The variety does not end with the various planets one will be landing on, however; many of the activities and galaxies players will be visiting are entirely different from one another. As shown previously, some galaxies, such as the Loopdeloop Galaxy, require that players use the motion sensitive properties of the Wii Remote to complete unique challenges. The Loopdeloop Galaxy required me to tilt the Wii Remote as I rode a Manta Ray across a gigantic, beautiful, water track suspended in space. Needless to say, I was very impressed.
The difficulty level in this game is another interesting point of discussion. The boss of the "Egg Dino" Star, as shown in previous videos, is a seemingly prehistoric Piranha Plant. One simply has to spin into the ball of its tail in order to deal damage, but this is easier said than done. After being chased by this creature (which moves quite fast, I might add), I ended up having to pursue its tail. After the first two hits, reaching the plant's tail proved to be no easy task, and with only a three-point health gauge, I almost died. In other instances throughout the time I spent with the game, there were also harder-than-expected areas to progress through.

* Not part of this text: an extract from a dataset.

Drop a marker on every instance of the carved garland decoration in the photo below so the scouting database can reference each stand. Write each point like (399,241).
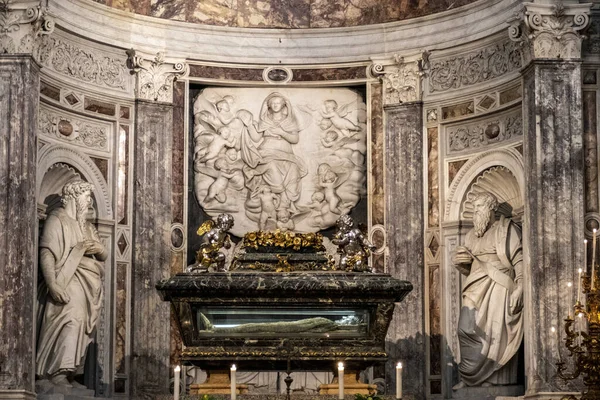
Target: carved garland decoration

With that said, however, the difficulty is definitely very fine-tuned, and being damaged and/or killed is never the game's fault; you definitely place the blame squarely upon yourself when you fail, because the game is so well made that you know it was your fault. This says a lot about the quality of Super Mario Galaxy; every piece of it is so fine-tuned that it is continuously enjoyable whether you live or die.

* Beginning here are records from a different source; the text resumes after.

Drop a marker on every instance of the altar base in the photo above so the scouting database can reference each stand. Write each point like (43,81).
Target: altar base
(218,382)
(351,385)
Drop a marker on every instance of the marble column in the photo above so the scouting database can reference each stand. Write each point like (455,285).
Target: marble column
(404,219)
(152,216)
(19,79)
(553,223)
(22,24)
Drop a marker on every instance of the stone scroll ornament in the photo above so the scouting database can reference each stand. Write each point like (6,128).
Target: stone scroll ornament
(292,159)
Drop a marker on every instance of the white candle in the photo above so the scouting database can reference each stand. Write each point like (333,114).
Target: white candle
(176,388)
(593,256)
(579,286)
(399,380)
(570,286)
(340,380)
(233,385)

Additionally, it should also be known that Super Mario Galaxy is the first game in years that I've played where I honestly felt that I could go back and complete objectives I already successfully completed just for fun. There is something so gratifying about simply being Mario and exploring each planet.
I don't think I need to talk about graphics. Quite simply, they're the best Wii has to offer so far, and there is plenty of variety and color in each area you visit. I wish I could comment more about the sound, but someone working in the store kept turning my TV's volume down until it was muted, for some reason that I don't understand. However, I do know that the times where sound comes out of the Wii Remote speaker (such as when Star Bits are collected or when Mario blasts off to another planet) are handled well. The game doesn't overdo it with the the Wii Remote speaker, and for this I am thankful.

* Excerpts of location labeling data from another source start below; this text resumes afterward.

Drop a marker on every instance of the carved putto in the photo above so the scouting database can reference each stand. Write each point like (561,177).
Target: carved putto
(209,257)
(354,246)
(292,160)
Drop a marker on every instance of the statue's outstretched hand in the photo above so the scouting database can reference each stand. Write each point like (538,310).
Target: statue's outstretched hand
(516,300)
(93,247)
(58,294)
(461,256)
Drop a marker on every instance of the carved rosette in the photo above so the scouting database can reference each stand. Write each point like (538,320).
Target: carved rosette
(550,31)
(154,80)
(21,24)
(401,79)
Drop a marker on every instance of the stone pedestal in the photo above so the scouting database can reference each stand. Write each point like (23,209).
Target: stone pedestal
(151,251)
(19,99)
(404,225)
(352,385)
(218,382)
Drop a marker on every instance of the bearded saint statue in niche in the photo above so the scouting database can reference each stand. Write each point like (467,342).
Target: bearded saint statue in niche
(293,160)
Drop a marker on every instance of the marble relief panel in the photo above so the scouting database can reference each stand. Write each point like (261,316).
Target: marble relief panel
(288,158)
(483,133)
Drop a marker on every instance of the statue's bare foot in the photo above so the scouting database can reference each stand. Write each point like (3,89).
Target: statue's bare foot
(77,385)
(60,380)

To sum things up, Super Mario Galaxy looked, sounded (from what I could hear), and ultimately played like a dream. I can't even begin to explain how excited I am for it, and how difficult it is forcing myself not to return to GameStop so that I don't spoil any more of the experience for myself.
That's right: as much as Super Mario Galaxy is a game, it is also an experience. All Wii users owe it to themselves to pick up this gem of a game for themselves; it truly is the best game that Wii has to offer, and based on my time with it, it is definitely on its way to being one fo the best Mario games ever created.